I am using a COCO style dataset.

from torchvision.datasets.vision import VisionDataset

class MyCocoDataset(VisionDataset)

OTDD fails in this block of code

    if hasattr(dataset, 'targets'): # most torchivision datasets
        targets = dataset.targets
    elif hasattr(dataset, '_data'): # some torchtext datasets
        targets = torch.LongTensor([e[0] for e in dataset._data])
    elif hasattr(dataset, 'tensors') and len(dataset.tensors) == 2: # TensorDatasets
        targets = dataset.tensors[1]
    elif hasattr(dataset, 'tensors') and len(dataset.tensors) == 1:
        logger.warning('Dataset seems to be unlabeled - this modality is in beta mode!')
        targets = None
    else:
        raise ValueError("Could not find targets in dataset.")

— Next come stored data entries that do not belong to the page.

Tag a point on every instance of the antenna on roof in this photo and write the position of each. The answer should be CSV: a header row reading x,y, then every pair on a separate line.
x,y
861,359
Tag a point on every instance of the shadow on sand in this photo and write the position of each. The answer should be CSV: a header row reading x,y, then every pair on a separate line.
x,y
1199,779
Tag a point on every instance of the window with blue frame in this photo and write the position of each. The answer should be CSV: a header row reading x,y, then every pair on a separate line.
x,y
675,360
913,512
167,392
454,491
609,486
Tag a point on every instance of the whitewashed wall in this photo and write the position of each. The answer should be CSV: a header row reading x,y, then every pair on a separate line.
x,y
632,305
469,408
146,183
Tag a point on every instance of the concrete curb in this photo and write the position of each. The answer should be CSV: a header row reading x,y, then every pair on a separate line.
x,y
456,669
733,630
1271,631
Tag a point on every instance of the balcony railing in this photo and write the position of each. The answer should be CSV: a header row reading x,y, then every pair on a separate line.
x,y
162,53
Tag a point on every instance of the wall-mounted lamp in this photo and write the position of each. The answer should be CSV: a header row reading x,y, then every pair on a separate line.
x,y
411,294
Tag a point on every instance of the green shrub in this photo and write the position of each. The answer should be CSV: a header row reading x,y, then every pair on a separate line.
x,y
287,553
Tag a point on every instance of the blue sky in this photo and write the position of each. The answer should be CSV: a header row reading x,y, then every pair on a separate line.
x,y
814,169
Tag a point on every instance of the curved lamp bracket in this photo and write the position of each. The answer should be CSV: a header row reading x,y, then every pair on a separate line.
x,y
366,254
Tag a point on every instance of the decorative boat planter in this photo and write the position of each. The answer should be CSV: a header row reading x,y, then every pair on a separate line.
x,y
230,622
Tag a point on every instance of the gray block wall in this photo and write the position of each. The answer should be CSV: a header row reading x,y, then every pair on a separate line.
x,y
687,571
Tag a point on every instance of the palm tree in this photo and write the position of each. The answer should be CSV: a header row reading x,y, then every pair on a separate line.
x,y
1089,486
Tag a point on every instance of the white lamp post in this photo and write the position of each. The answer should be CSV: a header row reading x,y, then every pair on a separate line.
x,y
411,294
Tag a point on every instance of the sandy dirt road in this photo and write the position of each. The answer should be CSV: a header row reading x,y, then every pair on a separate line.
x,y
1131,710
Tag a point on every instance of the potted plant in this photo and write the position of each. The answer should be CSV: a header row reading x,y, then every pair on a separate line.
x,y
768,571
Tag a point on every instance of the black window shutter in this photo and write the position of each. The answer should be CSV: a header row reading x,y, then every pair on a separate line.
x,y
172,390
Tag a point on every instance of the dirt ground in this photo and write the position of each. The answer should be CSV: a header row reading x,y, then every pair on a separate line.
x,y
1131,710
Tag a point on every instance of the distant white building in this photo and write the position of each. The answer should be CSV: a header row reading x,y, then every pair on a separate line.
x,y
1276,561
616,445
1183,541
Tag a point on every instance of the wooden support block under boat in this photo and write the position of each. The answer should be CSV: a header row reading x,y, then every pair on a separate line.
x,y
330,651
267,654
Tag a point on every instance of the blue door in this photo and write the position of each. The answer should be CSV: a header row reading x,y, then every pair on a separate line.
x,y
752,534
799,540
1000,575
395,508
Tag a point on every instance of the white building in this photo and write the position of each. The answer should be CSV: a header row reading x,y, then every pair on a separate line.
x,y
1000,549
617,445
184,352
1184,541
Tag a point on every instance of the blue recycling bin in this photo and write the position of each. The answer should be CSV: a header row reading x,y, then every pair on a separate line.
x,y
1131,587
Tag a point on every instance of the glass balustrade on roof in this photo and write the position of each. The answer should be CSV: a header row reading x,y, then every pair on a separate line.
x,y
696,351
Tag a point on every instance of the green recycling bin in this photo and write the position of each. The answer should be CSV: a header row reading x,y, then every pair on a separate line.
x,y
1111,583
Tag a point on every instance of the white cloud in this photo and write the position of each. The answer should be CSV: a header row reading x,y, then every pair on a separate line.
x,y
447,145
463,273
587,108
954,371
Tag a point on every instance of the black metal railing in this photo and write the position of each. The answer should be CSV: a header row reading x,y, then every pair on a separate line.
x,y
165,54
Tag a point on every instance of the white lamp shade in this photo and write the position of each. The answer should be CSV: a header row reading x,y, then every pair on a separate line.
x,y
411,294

Raising a value error becasue the dataset doesn't have any of the checked attributes.

My dataset doesn't have targets, tensors etc. is it possible to use otdd?

It looks like the perfect tool for what I want to achieve!

dmelis commented 1 year ago

Hi Eoghan. If your dataset doesn't have labels / targets / classes, the right tool to use is the (vanilla) optimal transport. You can find implementations here and here.